Recap. Recall that Heineken recorded sales growth of 14.0% (after removing SST impact) in 1H19 from robust performance in 1Q19 and growth in core brands in 2Q19.

War on illicit alcohol trade to continue. Finance Minister Lim Guan Eng reaffirmed the government’s stance on cracking down on illicit alcohol trade in lieu of increasing Malaysia’s alcohol excise duty structure. Furthermore, note that in the recent Budget 2020 announcement, the government allocated RM235m to purchase an additional 20 cargo scanners to clamp down on illegal import activity. Currently, counterfeit alcohol market share is believed to be as high as 25% in Peninsular Malaysia and 80% in East Malaysia.

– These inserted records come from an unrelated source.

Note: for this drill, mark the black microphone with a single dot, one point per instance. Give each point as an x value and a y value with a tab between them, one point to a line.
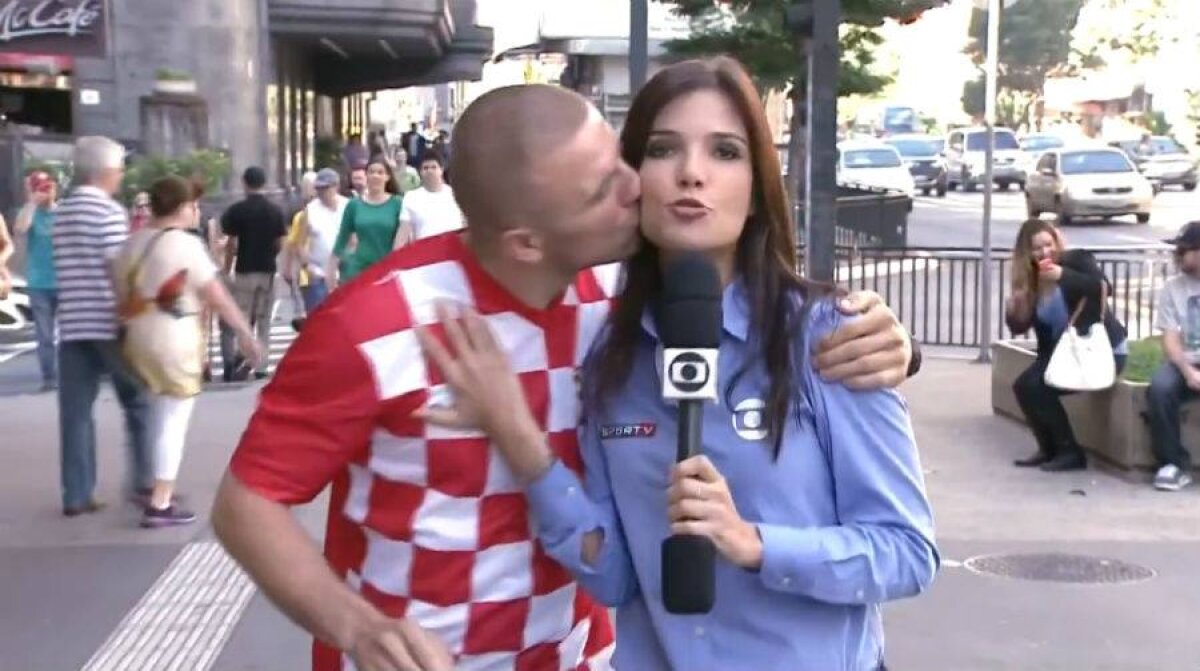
688	318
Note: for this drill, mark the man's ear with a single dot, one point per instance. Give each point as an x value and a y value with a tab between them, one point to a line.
523	245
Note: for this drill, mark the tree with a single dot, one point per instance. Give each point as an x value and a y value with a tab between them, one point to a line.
1032	47
755	33
1125	30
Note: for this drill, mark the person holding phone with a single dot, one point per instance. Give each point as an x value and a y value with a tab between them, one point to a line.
1049	282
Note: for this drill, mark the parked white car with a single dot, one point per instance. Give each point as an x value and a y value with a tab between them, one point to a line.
15	311
874	165
965	166
1087	183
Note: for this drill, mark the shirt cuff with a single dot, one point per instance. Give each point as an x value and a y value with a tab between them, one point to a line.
561	504
787	556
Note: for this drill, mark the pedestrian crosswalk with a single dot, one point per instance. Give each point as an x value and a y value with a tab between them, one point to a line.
11	351
282	335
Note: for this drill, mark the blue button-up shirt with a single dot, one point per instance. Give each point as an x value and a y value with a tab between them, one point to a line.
843	515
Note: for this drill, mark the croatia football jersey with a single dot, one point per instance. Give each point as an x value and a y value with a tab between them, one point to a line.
425	522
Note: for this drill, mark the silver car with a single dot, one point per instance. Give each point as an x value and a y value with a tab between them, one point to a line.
1087	183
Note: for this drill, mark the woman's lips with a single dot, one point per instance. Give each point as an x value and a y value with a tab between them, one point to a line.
688	211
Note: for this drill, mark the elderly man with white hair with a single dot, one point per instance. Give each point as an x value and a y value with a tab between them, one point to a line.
89	231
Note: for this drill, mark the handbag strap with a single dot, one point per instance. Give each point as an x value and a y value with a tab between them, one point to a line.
1083	301
135	271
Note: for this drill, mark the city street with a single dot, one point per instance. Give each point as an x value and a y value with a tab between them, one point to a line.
957	221
96	593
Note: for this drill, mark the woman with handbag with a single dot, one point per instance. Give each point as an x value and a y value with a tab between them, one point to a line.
163	279
1055	289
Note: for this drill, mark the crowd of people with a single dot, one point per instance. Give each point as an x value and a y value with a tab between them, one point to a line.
131	294
467	393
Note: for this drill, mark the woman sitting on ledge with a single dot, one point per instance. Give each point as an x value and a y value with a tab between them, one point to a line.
1049	282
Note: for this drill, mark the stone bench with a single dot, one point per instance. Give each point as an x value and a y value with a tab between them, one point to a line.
1110	424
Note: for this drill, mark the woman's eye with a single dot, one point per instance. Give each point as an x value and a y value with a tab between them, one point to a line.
729	151
657	150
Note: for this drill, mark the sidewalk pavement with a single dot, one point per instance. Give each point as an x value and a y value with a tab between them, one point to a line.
73	587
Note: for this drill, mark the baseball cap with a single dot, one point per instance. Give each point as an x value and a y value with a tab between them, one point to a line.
1188	237
327	178
40	181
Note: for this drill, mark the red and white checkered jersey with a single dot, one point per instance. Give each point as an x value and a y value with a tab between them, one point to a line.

Growth in premium brands to boost margins. We expect Heineken to focus on growing the premium brands (Strongbow, Apple Fox, Heineken 0.0) in its portfolio which should lead to better margins due to (1) higher shelf prices (despite similar production cost); and (2) lower alcohol content (Strongbow, Apple Fox cider: 4.5% ABV and Heineken 0.0: 0% ABV). Note that increased volumes of Heineken’s lower ABV product lines result in lower excise cost incurred to Heineken, which would result in better margins.

Heineken 0.0. We are particularly optimistic on Heineken’s launch of Heineken 0.0, a 0% ABV product offering. We expect Heineken 0.0 to tap into the global trend of moderate alcohol drinking and healthier consumption patterns. Note that Heineken 0.0 has half the calories of a regular Heineken beer at just 21 calories per 100ml. To date, Heineken 0.0 has been made available in over 50 countries, including neighbouring countries Singapore and Thailand.

E-commerce venture ‘Drinkies’. Heineken’s venture into online delivery with their e commerce platform ‘Drinkies’ is set up to deliver Heineken products to anywhere within the Klang Valley and Penang within 60 minutes for just a RM8 delivery fee. While we expect the venture to incur marketing investment, we expect it to add significant volumes to Heineken’s already leading market share position in the Malaysian market of an estimated 60-65%.

Forecast. After accounting for returning legal volumes and better margins from the growth of premium brands, our FY20/21 earnings rise slightly by 3.4%/3.8%.

Upgrade to BUY. Given the anticipated growth in legal volumes from government clamp down on illicit, we tweak our WACC in DCF valuation methodology from 8.0% to7.5% while TG is unchanged at2.5%). After earnings adjustment, our TP rises from RM21.00 to RM26.50.